# PICO Research Question Nanopublication Creator

Creates PICO nanopublications from a JSON configuration file.

**Template:** [Defining a PICO-based research question](https://w3id.org/np/RA5e5XeXy_-aNK5giB7kBAEQslTLVydHeM4YYEzhmEE2w)

This template uses the Cochrane PICO ontology for structured research questions.

---

## Instructions

1. **Create a JSON file** with your PICO details (see template below)
2. **Set the path** to your JSON file in Section 1
3. **Run All Cells** ‚Üí Get your `.trig` file

---
# üìÅ SECTION 1: INPUT FILE (EDIT THIS)
---

In [1]:
# Path to your PICO JSON file
PICO_FILE = "../inputs/quantum-biodiversity/pico-quantum-biodiversity.json"
PICO_FILE = "../inputs/pets-biodiversity/pets-biodiversity-pico.json"
PICO_FILE = "../inputs/agriculture-privacy-eo/pico-agriculture-privacy-eo.json"
PICO_FILE = "../inputs/climate-differential-privacy/pico-climate-differential-privacy.json"
PICO_FILE = "../inputs/crossborder-eo-privacy/pico-crossborder-eo-privacy.json"
PICO_FILE = "../inputs/federated-learning-eo/pico-federated-learning-eo.json"
PICO_FILE = "../inputs/indigenous-forest-privacy/pico-indigenous-forest-privacy.json"
PICO_FILE = "../inputs/urban-imagery-privacy/pico-urban-imagery-privacy.json"
PICO_FILE = "../inputs/wildfire-sentinel2-ml/pico-wildfire-sentinel2-ml.json"

---
# ‚öôÔ∏è SECTION 2: SETUP
---

In [2]:
# Install dependencies (uncomment if needed)
# !pip install nanopub rdflib

In [3]:
import json
import re
from rdflib import Graph, Dataset, Namespace, Literal, URIRef
from rdflib.namespace import RDF, RDFS, XSD, FOAF
from datetime import datetime, timezone
from pathlib import Path

# Namespaces (matching Nanodash)
NP = Namespace("http://www.nanopub.org/nschema#")
DCT = Namespace("http://purl.org/dc/terms/")
NT = Namespace("https://w3id.org/np/o/ntemplate/")
NPX = Namespace("http://purl.org/nanopub/x/")
PROV = Namespace("http://www.w3.org/ns/prov#")
ORCID = Namespace("https://orcid.org/")

# Cochrane PICO ontology
PICO = Namespace("http://data.cochrane.org/ontologies/pico/")

# Science Live ontology for question types
SCIENCELIVE = Namespace("https://w3id.org/sciencelive/o/terms/")
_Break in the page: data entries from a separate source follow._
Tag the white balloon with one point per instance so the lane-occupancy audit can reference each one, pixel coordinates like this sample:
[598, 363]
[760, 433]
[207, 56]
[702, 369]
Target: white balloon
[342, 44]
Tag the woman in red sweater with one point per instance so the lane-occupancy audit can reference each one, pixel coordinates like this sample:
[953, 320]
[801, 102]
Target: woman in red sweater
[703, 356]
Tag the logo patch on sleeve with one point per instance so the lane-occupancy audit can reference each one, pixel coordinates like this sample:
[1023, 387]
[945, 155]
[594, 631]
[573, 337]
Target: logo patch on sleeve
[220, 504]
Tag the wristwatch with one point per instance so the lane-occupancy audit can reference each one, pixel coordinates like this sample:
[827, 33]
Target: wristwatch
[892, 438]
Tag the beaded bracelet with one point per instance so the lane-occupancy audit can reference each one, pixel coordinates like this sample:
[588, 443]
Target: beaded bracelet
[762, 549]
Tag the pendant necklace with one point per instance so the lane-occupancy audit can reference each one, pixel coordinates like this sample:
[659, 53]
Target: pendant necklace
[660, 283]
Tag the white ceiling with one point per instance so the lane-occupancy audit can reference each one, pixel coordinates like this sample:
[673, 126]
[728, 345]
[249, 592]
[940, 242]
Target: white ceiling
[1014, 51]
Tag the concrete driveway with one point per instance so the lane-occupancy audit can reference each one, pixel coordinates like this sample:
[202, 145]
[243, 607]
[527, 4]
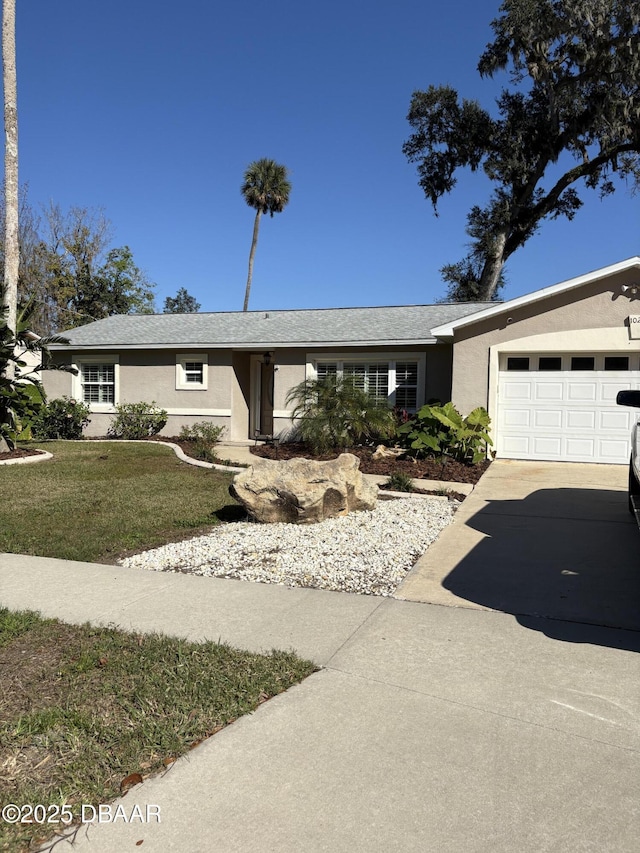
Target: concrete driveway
[536, 539]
# PICO template URIs (NEW TEMPLATE)
PICO_TEMPLATE = URIRef("https://w3id.org/np/RA5e5XeXy_-aNK5giB7kBAEQslTLVydHeM4YYEzhmEE2w")
PICO_TEMPLATE_NS = Namespace("https://w3id.org/np/RA5e5XeXy_-aNK5giB7kBAEQslTLVydHeM4YYEzhmEE2w/")

# Template references
PROV_TEMPLATE = URIRef("https://w3id.org/np/RA7lSq6MuK_TIC6JMSHvLtee3lpLoZDOqLJCLXevnrPoU")
PUBINFO_TEMPLATE_1 = URIRef("https://w3id.org/np/RA0J4vUn_dekg-U1kK3AOEt02p9mT2WO03uGxLDec1jLw")
PUBINFO_TEMPLATE_2 = URIRef("https://w3id.org/np/RAukAcWHRDlkqxk7H2XNSegc1WnHI569INvNr-xdptDGI")
PUBINFO_TEMPLATE_3 = URIRef("https://w3id.org/np/RAoTD7udB2KtUuOuAe74tJi1t3VzK0DyWS7rYVAq1GRvw")

# Question type mapping (new Science Live URIs)
QUESTION_TYPE_MAP = {
    "causation": SCIENCELIVE.CausationResearchQuestion,
    "descriptive": SCIENCELIVE.DescriptiveResearchQuestion,
    "effectiveness": SCIENCELIVE.EffectivenessResearchQuestions,
    "experience": SCIENCELIVE.ExperienceResearchQuestions,
    "prediction": SCIENCELIVE.PredictionResearchQuestions,
}

VALID_QUESTION_TYPES = list(QUESTION_TYPE_MAP.keys())

print("‚úì Setup complete")

‚úì Setup complete


---
# üìñ SECTION 3: LOAD & VALIDATE
---

In [4]:
# Load PICO from JSON
print(f"Loading: {PICO_FILE}")

with open(PICO_FILE, 'r', encoding='utf-8') as f:
    config = json.load(f)

# Extract fields
AUTHOR_ORCID = config['author']['orcid']
AUTHOR_NAME = config['author']['name']

TITLE = config['pico']['title']
POPULATION = config['pico']['population']
INTERVENTION = config['pico']['intervention']
COMPARISON = config['pico']['comparison']
OUTCOME = config['pico']['outcome']
RESEARCH_QUESTION = config['pico']['research_question']
QUESTION_TYPE = config['pico']['question_type']
RATIONALE = config['pico'].get('rationale', '')  # Optional (not used in new template)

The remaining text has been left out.